Although Manibhai did not pursue high political office, he served as the Sarpanch Council chjief) of Uruli Kanchan Gram panchayat (village council) for many years. He also served on the board of Yeshwant sahakari sakhar karkhana (Yeshwant
cooperative sugar mill) at nearby village of Theur for many years.

==Awards and honours==
In 1968, the Indian government honoured Manibhai with the Padmashree award. In 1982, Manibhai accepted the Ramon Magsaysay Award for Public Service. In 1983, he received the Jamnalal Bajaj Award for Gandhian values, community values and social development.

==Death and legacy==
Manibhai died on 14 November 1993 at Pune.
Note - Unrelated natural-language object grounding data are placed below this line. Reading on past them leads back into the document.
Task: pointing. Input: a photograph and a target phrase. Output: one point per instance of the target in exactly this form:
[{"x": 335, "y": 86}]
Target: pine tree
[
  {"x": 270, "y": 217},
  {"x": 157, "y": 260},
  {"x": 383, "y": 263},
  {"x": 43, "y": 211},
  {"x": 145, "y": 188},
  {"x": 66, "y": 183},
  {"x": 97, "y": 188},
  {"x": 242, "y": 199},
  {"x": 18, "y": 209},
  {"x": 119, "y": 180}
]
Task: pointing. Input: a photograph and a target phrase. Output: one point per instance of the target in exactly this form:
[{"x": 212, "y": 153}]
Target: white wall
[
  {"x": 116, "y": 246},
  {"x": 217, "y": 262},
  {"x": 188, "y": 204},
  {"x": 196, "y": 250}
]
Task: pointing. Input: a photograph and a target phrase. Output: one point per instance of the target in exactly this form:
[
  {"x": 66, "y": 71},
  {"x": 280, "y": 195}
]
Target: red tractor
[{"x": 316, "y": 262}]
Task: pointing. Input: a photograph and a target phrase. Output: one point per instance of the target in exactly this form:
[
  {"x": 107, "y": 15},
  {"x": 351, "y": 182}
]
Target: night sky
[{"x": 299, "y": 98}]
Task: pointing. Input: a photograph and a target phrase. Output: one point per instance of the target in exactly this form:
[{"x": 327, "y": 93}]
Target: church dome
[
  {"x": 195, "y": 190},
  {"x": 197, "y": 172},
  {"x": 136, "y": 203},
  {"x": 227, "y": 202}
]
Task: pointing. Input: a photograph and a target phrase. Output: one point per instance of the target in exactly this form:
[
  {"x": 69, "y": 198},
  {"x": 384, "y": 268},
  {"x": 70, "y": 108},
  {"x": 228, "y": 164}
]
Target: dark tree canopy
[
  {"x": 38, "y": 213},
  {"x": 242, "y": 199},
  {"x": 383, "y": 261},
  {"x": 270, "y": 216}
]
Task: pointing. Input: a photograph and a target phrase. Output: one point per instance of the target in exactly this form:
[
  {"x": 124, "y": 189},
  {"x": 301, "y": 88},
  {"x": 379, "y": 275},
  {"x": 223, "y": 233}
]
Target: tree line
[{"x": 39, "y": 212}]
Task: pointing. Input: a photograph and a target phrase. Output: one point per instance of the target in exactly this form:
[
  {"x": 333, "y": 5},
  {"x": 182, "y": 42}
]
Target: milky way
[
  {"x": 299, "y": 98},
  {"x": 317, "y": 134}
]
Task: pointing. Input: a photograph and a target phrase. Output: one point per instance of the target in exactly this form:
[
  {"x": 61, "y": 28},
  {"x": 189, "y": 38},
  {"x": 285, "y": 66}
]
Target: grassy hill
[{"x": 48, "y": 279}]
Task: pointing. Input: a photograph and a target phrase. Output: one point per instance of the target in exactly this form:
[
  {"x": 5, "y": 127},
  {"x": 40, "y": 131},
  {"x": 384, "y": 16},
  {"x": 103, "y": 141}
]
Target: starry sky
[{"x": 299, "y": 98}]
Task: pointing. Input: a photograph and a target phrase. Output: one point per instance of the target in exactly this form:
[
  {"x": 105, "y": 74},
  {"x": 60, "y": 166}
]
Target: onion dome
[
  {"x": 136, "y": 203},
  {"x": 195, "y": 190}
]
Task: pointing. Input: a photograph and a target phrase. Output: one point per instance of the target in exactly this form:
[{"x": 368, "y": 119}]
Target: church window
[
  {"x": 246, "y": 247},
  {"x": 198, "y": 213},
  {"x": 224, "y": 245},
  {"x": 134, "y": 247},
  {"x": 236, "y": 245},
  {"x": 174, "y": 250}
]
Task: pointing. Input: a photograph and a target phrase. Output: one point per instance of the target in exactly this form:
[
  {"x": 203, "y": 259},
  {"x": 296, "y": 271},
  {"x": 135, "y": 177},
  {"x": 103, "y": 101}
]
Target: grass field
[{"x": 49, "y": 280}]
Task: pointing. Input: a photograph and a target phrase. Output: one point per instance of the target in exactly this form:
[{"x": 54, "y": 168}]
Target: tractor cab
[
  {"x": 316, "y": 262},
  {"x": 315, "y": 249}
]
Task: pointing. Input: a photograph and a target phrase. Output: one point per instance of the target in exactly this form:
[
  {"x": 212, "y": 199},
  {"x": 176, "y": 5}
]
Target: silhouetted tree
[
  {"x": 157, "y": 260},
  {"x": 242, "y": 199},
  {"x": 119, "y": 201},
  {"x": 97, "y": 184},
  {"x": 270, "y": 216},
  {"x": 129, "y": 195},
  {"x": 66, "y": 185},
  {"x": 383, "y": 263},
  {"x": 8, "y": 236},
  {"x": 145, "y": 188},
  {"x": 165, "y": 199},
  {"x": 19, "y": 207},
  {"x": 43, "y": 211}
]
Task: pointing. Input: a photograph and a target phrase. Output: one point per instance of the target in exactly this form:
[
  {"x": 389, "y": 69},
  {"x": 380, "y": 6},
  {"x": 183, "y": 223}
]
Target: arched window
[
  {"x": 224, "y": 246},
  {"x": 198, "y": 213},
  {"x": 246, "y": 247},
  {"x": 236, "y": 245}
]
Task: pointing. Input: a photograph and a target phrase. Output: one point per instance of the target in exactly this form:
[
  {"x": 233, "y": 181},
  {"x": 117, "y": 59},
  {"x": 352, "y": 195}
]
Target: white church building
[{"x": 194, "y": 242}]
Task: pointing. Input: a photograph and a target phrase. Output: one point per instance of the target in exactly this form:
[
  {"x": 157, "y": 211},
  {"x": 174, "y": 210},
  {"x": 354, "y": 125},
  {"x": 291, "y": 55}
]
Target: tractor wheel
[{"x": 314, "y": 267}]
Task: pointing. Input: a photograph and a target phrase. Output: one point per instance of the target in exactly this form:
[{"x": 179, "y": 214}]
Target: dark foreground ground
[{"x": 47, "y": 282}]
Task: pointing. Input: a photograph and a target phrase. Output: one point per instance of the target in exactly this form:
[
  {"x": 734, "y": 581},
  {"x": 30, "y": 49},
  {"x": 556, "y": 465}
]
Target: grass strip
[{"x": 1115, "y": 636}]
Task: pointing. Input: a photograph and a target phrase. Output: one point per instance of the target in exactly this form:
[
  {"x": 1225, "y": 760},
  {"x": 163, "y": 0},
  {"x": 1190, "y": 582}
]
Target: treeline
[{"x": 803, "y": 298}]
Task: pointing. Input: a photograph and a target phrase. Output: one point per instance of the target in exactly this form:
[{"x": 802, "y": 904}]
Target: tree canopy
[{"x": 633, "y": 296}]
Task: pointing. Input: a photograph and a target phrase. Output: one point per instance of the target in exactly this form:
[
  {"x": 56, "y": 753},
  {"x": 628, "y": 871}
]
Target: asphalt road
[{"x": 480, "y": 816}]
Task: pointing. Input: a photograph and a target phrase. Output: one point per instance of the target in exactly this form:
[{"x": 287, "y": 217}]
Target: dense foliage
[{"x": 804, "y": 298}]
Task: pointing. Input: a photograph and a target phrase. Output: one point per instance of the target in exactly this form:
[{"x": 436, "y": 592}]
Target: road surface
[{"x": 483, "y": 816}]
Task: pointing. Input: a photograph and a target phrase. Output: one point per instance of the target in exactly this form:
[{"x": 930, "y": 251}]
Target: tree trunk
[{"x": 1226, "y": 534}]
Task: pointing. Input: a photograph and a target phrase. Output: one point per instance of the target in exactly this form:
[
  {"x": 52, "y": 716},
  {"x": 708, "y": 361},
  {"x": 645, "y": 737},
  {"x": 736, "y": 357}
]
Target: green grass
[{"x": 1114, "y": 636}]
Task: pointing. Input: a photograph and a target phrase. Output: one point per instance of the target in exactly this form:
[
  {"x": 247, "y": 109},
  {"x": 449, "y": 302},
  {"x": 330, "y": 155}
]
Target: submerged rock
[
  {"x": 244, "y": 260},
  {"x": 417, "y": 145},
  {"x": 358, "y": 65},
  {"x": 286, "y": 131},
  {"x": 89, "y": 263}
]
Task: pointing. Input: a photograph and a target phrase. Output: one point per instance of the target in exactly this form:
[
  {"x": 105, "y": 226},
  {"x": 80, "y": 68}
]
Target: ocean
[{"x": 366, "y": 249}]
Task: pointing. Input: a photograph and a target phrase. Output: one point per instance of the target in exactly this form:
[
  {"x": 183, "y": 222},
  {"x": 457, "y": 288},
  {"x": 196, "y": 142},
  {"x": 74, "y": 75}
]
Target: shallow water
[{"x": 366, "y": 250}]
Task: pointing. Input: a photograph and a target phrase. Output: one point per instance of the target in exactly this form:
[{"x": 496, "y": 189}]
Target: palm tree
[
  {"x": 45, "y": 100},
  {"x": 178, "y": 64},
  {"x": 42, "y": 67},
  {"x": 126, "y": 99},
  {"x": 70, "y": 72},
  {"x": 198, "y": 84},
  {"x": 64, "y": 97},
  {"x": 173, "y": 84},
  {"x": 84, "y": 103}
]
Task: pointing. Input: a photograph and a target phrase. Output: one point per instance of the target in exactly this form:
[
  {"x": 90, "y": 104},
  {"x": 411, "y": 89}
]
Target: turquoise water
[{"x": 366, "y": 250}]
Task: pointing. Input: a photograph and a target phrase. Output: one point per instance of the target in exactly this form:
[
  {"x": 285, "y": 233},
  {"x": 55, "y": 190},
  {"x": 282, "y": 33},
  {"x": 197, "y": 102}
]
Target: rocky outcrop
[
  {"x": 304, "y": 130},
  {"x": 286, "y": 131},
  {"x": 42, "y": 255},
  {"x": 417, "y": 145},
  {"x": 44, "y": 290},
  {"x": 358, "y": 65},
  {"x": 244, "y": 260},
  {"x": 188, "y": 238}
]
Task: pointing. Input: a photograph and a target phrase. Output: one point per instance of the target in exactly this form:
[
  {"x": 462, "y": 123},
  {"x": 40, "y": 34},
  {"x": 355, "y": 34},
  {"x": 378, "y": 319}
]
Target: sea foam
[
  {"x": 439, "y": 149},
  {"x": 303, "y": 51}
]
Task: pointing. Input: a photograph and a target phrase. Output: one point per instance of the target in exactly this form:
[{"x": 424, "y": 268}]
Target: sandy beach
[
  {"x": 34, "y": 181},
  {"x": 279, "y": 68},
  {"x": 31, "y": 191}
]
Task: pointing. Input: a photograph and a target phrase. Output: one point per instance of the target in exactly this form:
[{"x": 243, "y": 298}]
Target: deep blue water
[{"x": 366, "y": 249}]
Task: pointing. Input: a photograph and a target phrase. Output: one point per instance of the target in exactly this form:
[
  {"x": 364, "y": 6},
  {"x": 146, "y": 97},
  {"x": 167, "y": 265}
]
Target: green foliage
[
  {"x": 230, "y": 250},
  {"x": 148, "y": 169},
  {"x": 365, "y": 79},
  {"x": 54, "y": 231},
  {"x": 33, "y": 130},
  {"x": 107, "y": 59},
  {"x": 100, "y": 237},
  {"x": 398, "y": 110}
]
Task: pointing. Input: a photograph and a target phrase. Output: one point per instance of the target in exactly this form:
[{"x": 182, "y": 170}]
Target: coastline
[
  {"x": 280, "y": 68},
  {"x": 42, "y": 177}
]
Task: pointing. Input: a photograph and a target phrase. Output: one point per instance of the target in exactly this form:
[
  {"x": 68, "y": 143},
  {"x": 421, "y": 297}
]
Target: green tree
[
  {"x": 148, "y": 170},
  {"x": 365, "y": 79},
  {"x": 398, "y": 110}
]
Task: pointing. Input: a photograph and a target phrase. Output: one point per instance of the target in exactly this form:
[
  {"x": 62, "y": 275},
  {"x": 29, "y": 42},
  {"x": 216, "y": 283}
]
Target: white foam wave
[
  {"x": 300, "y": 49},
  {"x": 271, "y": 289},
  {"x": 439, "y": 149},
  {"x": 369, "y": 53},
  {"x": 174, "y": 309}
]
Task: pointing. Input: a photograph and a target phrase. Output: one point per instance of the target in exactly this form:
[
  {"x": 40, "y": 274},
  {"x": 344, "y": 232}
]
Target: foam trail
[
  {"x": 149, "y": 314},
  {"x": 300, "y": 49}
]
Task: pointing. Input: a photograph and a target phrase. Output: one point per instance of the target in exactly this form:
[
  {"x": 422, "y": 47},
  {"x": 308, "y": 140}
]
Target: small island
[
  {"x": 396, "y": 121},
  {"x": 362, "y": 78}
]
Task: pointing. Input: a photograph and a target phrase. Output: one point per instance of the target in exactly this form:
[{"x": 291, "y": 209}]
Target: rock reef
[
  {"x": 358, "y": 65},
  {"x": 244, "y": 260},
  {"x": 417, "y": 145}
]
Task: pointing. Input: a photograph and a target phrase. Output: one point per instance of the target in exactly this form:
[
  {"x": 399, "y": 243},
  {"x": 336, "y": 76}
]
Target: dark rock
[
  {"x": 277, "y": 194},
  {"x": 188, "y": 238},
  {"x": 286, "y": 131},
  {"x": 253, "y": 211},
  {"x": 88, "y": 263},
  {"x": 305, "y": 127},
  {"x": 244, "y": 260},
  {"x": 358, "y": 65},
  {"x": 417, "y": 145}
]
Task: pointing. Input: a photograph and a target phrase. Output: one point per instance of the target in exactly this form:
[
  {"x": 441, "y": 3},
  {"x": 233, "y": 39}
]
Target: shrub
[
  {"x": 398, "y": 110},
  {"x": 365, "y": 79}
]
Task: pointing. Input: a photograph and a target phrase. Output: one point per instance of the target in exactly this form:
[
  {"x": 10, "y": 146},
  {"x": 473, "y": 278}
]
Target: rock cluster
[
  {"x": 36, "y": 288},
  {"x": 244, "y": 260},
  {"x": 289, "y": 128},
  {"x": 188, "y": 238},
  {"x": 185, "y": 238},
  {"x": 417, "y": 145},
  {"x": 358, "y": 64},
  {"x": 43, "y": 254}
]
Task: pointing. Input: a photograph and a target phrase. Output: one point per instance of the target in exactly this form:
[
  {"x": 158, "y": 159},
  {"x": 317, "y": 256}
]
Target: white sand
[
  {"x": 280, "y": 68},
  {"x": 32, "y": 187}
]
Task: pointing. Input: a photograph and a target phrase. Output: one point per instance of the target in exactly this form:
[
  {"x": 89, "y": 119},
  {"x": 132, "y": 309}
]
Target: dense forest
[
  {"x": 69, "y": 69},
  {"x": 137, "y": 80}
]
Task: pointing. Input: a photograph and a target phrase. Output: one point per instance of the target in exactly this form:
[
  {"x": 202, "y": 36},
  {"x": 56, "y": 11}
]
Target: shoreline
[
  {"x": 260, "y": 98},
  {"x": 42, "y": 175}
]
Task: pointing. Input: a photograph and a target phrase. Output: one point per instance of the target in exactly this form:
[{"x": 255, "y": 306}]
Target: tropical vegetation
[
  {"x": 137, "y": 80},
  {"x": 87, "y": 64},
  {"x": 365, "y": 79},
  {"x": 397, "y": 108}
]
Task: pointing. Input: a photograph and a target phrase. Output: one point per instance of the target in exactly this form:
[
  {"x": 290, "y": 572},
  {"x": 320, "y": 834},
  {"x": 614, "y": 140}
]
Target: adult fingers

The institutes he established have continued and prospered.
- BAIF with Canadian funding set up a new headquarters and a management training center in 1996 at Warje in the outskirts of Pune. The center has been named Dr. Manibhai Desai Nagar.

"ManiBhai is a revered figure for people in Village of Dulba, District Patiala, Punjab.His birthday every year is marked by celebrations and by paying respect and thanking him for his work in rural areas.